Deutscher Teamerfolg beim Giro d'Italia: Ein wahrer Traum

Der Australier Jai Hindley legte einen historischen Giro-Sieg hin. Damit steigt das deutsche Bora-Team endgültig in die Radsportelite auf.

Radprofi Jai Hindley mit Rad auf dem Siegerpodest in Verona

Rosige Aussichten: Jai Hindley trägt in der Arena von Verona das Siegershirt Foto: Fabio Ferrari/LaPresse/ap

Mehr als eine Dekade arbeitete der Rennstall daran. Als 2010 der bis dato unbekannte Ex-Radfahrer Ralph Denk das Continental-Team NetApp aufmachte und bekanntgab, in die Weltelite vordringen zu wollen, erntete er meist mitleidiges Schmunzeln. Deutsche Sponsoren waren nach den Dopingaffären um Telekom und Gerolsteiner für den Radsport kaum noch zu gewinnen. Ein großer Rennstall schien nicht finanzierbar. Denk hielt aber durch, baute sein Team nach und nach auf. Er hielt auch bewährten Kräften die Treue. Cesare Benedetti, bereits 2010 im Kader, war in diesem Jahr beseelt lächelnder Road Captain beim so erfolgreichen Giro-Unternehmen.
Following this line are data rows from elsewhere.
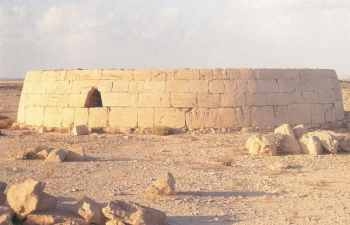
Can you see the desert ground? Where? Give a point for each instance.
(218, 183)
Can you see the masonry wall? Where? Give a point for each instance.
(192, 98)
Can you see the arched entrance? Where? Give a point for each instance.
(93, 99)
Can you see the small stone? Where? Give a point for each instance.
(29, 196)
(133, 213)
(162, 186)
(310, 145)
(90, 211)
(6, 215)
(299, 130)
(289, 143)
(36, 219)
(57, 155)
(263, 144)
(80, 130)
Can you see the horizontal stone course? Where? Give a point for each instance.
(192, 98)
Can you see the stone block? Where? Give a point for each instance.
(53, 117)
(67, 117)
(186, 74)
(209, 100)
(300, 113)
(174, 118)
(216, 86)
(98, 117)
(120, 86)
(183, 100)
(81, 116)
(117, 74)
(119, 99)
(34, 116)
(80, 130)
(154, 86)
(188, 86)
(205, 74)
(76, 100)
(153, 100)
(145, 117)
(123, 117)
(262, 116)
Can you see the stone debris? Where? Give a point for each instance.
(130, 213)
(299, 130)
(289, 143)
(2, 194)
(57, 155)
(164, 185)
(311, 145)
(259, 144)
(90, 211)
(328, 141)
(28, 197)
(6, 215)
(37, 219)
(80, 130)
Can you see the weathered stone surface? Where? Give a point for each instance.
(164, 185)
(28, 196)
(57, 155)
(80, 130)
(133, 214)
(265, 97)
(39, 219)
(311, 145)
(328, 141)
(6, 215)
(90, 211)
(289, 143)
(264, 144)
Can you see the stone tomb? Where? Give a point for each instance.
(184, 98)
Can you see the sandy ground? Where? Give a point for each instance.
(217, 182)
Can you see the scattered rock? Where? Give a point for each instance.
(36, 219)
(27, 197)
(90, 211)
(299, 130)
(75, 154)
(80, 130)
(310, 145)
(133, 214)
(264, 144)
(57, 155)
(6, 215)
(162, 186)
(289, 143)
(328, 141)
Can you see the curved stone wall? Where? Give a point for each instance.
(190, 98)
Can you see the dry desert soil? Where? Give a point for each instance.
(218, 183)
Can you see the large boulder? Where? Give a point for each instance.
(90, 211)
(6, 215)
(28, 197)
(164, 185)
(259, 144)
(119, 212)
(289, 143)
(311, 145)
(328, 141)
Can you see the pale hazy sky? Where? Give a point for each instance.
(39, 34)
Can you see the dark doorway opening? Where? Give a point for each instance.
(93, 99)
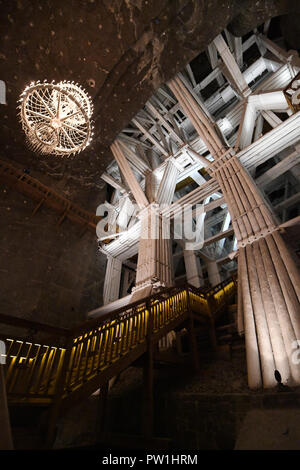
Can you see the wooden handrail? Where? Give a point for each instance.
(90, 324)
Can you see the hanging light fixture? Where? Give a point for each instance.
(56, 117)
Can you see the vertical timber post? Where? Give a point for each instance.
(58, 394)
(192, 335)
(102, 412)
(211, 324)
(148, 399)
(6, 442)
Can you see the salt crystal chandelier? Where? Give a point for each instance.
(56, 117)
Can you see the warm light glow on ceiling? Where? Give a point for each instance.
(56, 117)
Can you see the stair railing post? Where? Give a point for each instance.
(192, 335)
(58, 394)
(6, 442)
(211, 321)
(148, 399)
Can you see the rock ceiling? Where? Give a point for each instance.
(120, 51)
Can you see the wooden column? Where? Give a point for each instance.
(112, 280)
(193, 268)
(148, 398)
(6, 442)
(270, 281)
(102, 412)
(192, 336)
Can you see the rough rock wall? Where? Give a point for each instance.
(48, 273)
(119, 50)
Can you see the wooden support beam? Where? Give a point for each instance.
(231, 65)
(150, 137)
(129, 175)
(37, 191)
(101, 422)
(148, 397)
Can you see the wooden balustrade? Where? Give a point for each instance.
(37, 372)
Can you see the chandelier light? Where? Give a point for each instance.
(56, 117)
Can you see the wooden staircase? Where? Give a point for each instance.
(55, 368)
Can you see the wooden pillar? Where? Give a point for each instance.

Benedetti hat alle Phasen mitgemacht. Den ersten Giro-Start 2012, damals mit einer Wildcard und einem geliehenen Camper, der putzig klein aussah neben den Luxusgefährten der anderen Teams. NetApp spielte damals in der Gesamtwertung keine Rolle. Mehr als zwei Stunden mehr als der damalige Gesamtsieger Ryder Hesjedal brauchte der beste NetApp-Profi, der Tscheche Jan Barta. Bartas Landsmann Leopold König sorgte in den Jahren darauf für Top-10-Resulte im Gesamtklassement von Tour, Giro und Vuelta. Hier auch einmal zu gewinnen, war schon damals der Traum von Denk.

Den nächsten Entwicklungsschritt vollzog der Rennstall 2017. Erstmals war der Dunstabzugshaubenbauer Bora Titelsponsor, und Peter Sagan wurde verpflichtet. Der Slowake war der Strahlemann des Radsports, Dauerweltmeister, Abonnent auf das Grüne Trikot bei der Tour de France und Klassikerjäger. Mit ihm reifte das Team, andere Siegfahrer kamen, die sportlichen Leiter gewannen an Erfahrung und Selbstvertrauen.
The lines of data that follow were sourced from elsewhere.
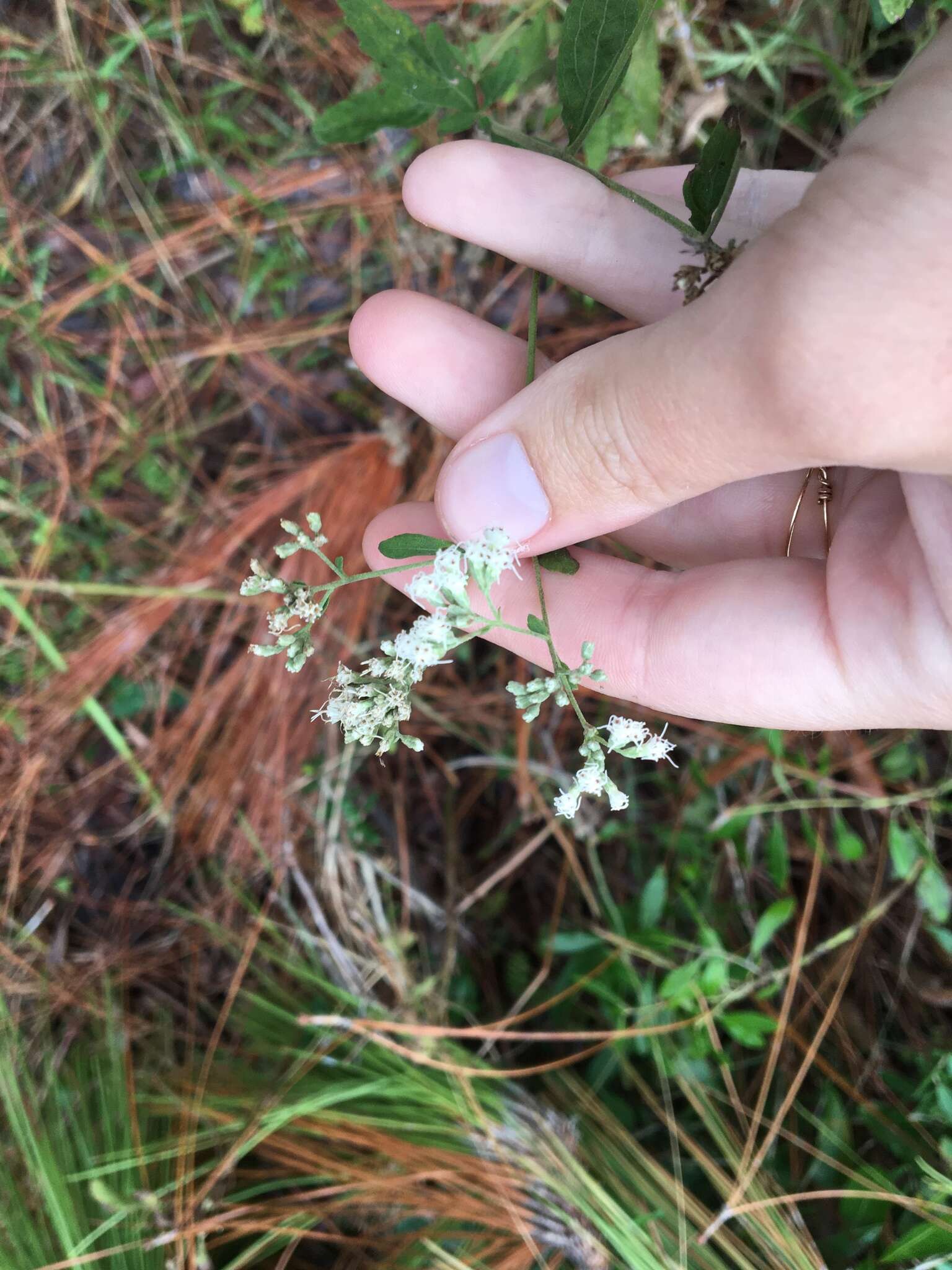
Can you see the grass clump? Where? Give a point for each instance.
(403, 1016)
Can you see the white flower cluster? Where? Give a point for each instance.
(444, 586)
(371, 704)
(530, 698)
(627, 737)
(631, 737)
(591, 779)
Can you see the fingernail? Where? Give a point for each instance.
(493, 486)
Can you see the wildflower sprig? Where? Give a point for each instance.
(371, 704)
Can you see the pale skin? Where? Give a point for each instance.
(828, 342)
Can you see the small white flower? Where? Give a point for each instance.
(489, 557)
(591, 779)
(568, 802)
(616, 799)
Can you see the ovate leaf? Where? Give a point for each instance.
(361, 115)
(906, 850)
(560, 562)
(770, 922)
(748, 1028)
(935, 893)
(923, 1242)
(598, 37)
(404, 545)
(653, 900)
(425, 66)
(894, 9)
(708, 184)
(635, 109)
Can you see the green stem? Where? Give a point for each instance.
(557, 659)
(532, 335)
(683, 228)
(346, 579)
(532, 342)
(89, 705)
(511, 136)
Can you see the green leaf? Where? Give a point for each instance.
(423, 66)
(708, 184)
(457, 121)
(575, 941)
(714, 977)
(653, 900)
(361, 115)
(850, 845)
(598, 37)
(560, 562)
(776, 854)
(770, 922)
(404, 545)
(633, 110)
(678, 985)
(923, 1242)
(748, 1028)
(894, 9)
(935, 893)
(498, 79)
(906, 850)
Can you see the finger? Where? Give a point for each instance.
(446, 365)
(559, 219)
(743, 643)
(454, 370)
(632, 426)
(747, 643)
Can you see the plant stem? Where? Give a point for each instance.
(532, 342)
(557, 659)
(532, 334)
(511, 136)
(55, 587)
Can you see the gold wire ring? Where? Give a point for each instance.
(824, 493)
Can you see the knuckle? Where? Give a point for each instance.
(597, 440)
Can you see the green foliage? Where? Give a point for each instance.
(361, 115)
(560, 561)
(421, 75)
(635, 109)
(252, 16)
(770, 922)
(404, 545)
(708, 184)
(71, 1173)
(895, 9)
(596, 47)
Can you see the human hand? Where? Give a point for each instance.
(828, 342)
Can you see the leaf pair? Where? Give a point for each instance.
(402, 546)
(421, 75)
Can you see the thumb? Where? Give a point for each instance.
(626, 429)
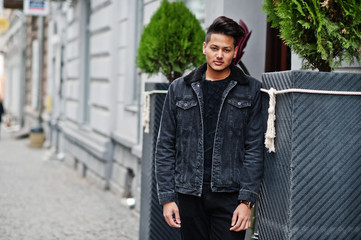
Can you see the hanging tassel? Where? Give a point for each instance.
(271, 131)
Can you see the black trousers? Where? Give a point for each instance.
(208, 217)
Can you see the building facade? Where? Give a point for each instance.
(91, 91)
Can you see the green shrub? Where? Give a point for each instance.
(324, 33)
(171, 42)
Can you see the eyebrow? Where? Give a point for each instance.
(214, 45)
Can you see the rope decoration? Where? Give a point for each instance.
(271, 130)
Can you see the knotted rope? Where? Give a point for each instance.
(271, 130)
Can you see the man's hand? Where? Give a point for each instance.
(241, 219)
(171, 214)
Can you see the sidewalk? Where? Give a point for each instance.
(46, 200)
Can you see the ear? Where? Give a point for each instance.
(235, 52)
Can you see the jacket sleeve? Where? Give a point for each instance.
(252, 170)
(165, 150)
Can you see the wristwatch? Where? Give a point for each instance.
(248, 203)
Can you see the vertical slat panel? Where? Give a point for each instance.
(312, 185)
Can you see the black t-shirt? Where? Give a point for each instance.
(212, 95)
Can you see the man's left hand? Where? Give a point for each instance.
(241, 219)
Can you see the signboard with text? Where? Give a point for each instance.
(36, 7)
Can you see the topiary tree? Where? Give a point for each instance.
(171, 42)
(324, 33)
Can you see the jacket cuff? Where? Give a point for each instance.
(166, 197)
(247, 196)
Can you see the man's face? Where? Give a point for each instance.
(219, 52)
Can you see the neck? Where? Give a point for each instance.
(213, 75)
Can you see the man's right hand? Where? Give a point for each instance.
(171, 214)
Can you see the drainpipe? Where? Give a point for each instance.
(21, 17)
(40, 86)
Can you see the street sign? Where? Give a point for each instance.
(36, 7)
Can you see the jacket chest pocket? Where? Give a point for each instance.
(186, 112)
(238, 109)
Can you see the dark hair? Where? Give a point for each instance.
(226, 26)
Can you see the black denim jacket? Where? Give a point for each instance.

Angreifen bei den großen Rundfahrten

In diesem Winter wurde der einstige Katalysator Sagan abserviert und das frei werdende Budget in eine ganze Garde jüngerer Rundfahrttalente investiert, darunter der aktuelle Giro-Sieger Hindley. „Das Team ist jetzt ganz anders aufgestellt, viele Bergfahrer und Klassementfahrer. So können wir bei den großen Rundfahrten angreifen“, sagt Urgestein Benedetti. Dem Italiener macht das Spaß. „Aber auch die Arbeit für die Sprinter hat mir Spaß gemacht“, schob er hinterher.

Mit den Neuzugängen wuchs nicht nur die individuelle Qualität. Auch als Mannschaft machte Bora einen Sprung. Auf der 14. Etappe des Giro fuhren fünf Bora-Profis das Peloton auseinander und brachten Kapitän Hindley auf Gesamtrang 2. „Das war eine wilde Etappe. Sie hat dem ganzen Team Selbstvertrauen gegeben. Wir haben gesehen, dass wir andere Mannschaften mit unseren Aktionen in Bedrängnis bringen können“, sagt der sportliche Leiter Jens Zemke.
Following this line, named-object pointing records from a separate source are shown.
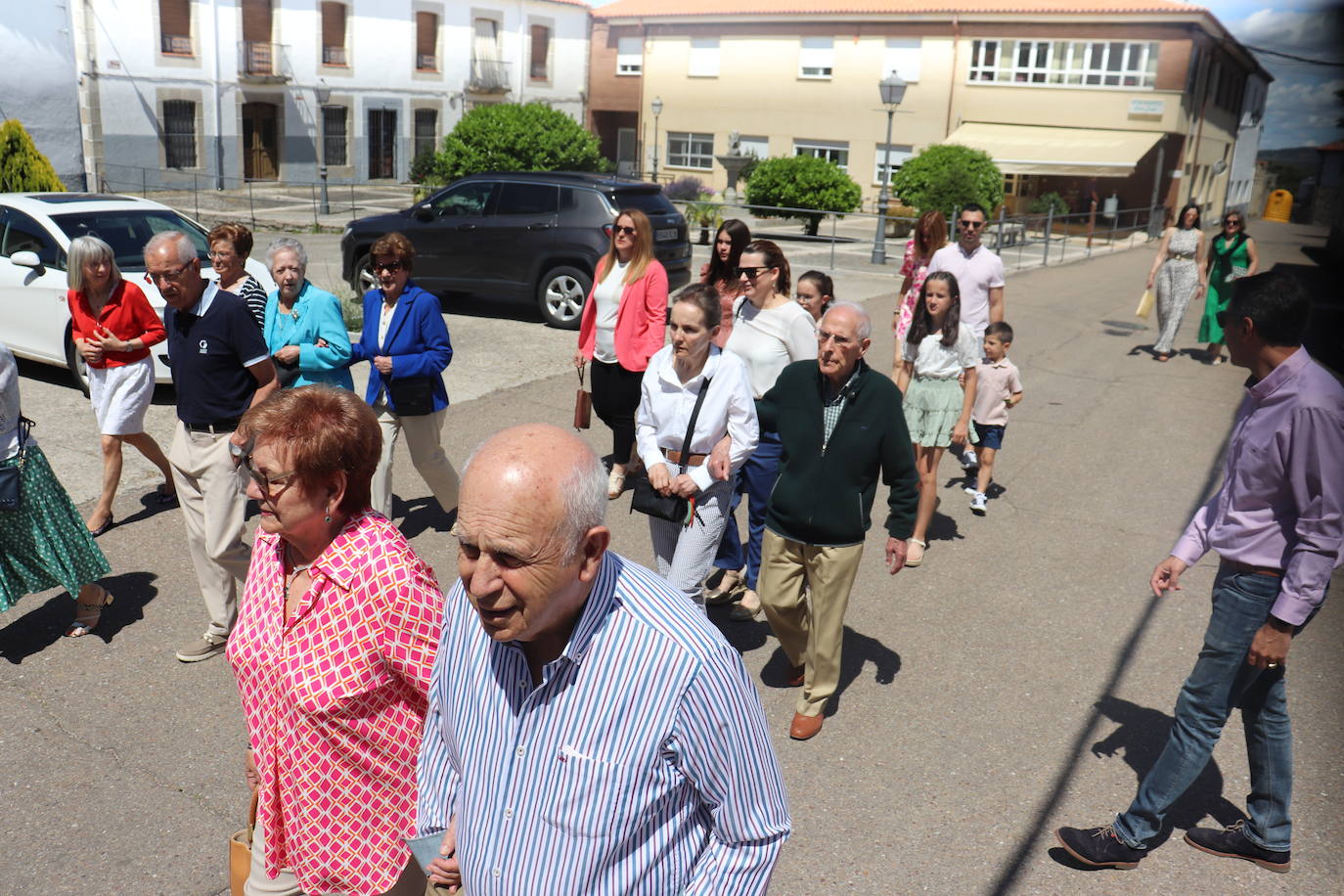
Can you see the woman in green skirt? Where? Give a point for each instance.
(1232, 256)
(45, 543)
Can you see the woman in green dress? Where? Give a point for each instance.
(1232, 255)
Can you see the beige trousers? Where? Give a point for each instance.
(212, 507)
(423, 438)
(809, 625)
(412, 882)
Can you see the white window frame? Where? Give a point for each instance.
(829, 150)
(902, 57)
(689, 154)
(816, 58)
(704, 58)
(629, 55)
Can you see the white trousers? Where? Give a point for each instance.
(423, 438)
Eine Kollektivaktion brachte auf der Königsetappe durch die Dolomiten am Samstag den Sprung von Hindley ganz nach vorn. Nicht nur mit diesem Sieg hat Bora Maßstäbe gesetzt, sondern auch mit der offensiven und ausgeklügelten kollektiven Fahrweise. Der Rennstall zählt endgültig zu den Großen bei den Grand Tours.